We appointed an experienced Anti-trafficking advocacy officer for a period of 6 months, as agreed under the funding terms and we implemented an extensive communications campaign.
We have provided a voice to survivors of sex trafficking
November 19, 2014
We have hired a full-time Anti-Trafficking Officer to work with women and girls who are survivors of human trafficking for the purposes of sexual exploitation. We have provided representation to ensure survivors access their legal rights. We are presently assisting seventeen survivors, one of whom is a minor. We continue to advocate for enhanced protection, by leading international projects, hosting conferences and schedule meetings with important stakeholders.

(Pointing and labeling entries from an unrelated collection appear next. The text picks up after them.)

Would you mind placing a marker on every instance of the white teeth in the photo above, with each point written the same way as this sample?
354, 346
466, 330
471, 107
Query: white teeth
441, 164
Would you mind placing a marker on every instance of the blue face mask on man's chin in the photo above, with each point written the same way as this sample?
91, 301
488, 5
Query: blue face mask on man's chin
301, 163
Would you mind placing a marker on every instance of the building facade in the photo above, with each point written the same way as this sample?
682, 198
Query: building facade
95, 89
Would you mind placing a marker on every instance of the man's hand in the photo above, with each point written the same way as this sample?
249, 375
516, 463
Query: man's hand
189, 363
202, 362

On October 17th we hosted a conference with over a hundren attendees for EU Anti-Trafficking Day. The Minister for Justice and Equality delivered the keynote address. We also presented the stories of survivors and outlined our work. We have worked closely with the media to report on the issue of sex trafficking in Ireland. We have received wide coverage in print, on the radio, online, and on television on EU Anti-Trafficking Day.
Risks and challenges
Our greatest challenge in providing legal representation to survivors of trafficking for the purposes of sexual exploitation is ensuring that they are aware of our service. Survivors can be very vulnerable and may not be aware of their rights. Our Anti-Trafficking Officer does outreach work to ensure that all relevant services are familiar with our work, and refer survivors to us as early as possible.
"I was fifteen. It went on for six or seven years."
"I had his fingerprints in my neck for weeks. I couldn't breathe for a half an hour."
We will continue to assist survivors of trafficking, through our Anti-Trafficking Officer and Independent Law Centre. We plan to host three trainings with stakeholders on the importance of early legal advice in early 2015. We will also continue to advocate on behalf of victims through meetings with decision-makers and policy influencers.
Find out more about our work on our website.
Legal support enables women and girls survivors of trafficking to access their rights.
Why we care: In 2012 alone, 48 trafficking survivors were identified. 23 were children.
How we’re solving this: By providing legal representation to women and girls, survivors of trafficking.
We’ll hire a full-time Anti-Trafficking officer for 6 months to provide holistic work with women and girls who have survived human trafficking, which will include advocacy for enhanced protection and access to legal rights and assistance of the legal team at our Independent Law Centre.
The work of the anti-trafficking officer will provide the vital link between the knowledge from the individual legal cases and advocacy work based on this knowledge.
Our project will be supported by a robust communications strategy, reaching out to press, radio, television, and social media outlets. We’ll issue press releases, for example on Anti-Trafficking Day in October, to highlight the issues and engage with the media to spread these messages.
We know that this issue disproportionately affects women and girls of migrant origin. They are at heightened risk of sexual violence, unplanned pregnancies, and other psychological disorders.
These women and girls are deceived by false promises of new lives in Western Europe, only to discover later that their new reality is bleak. They need our help.
We’ve been assisting victims of trafficking since 2001. Our work has a long-lasting impact as we assist and represent victims of trafficking in Ireland. Through our advocacy and communications work, we continue to change lives by providing legal representation to survivors of trafficking in Ireland.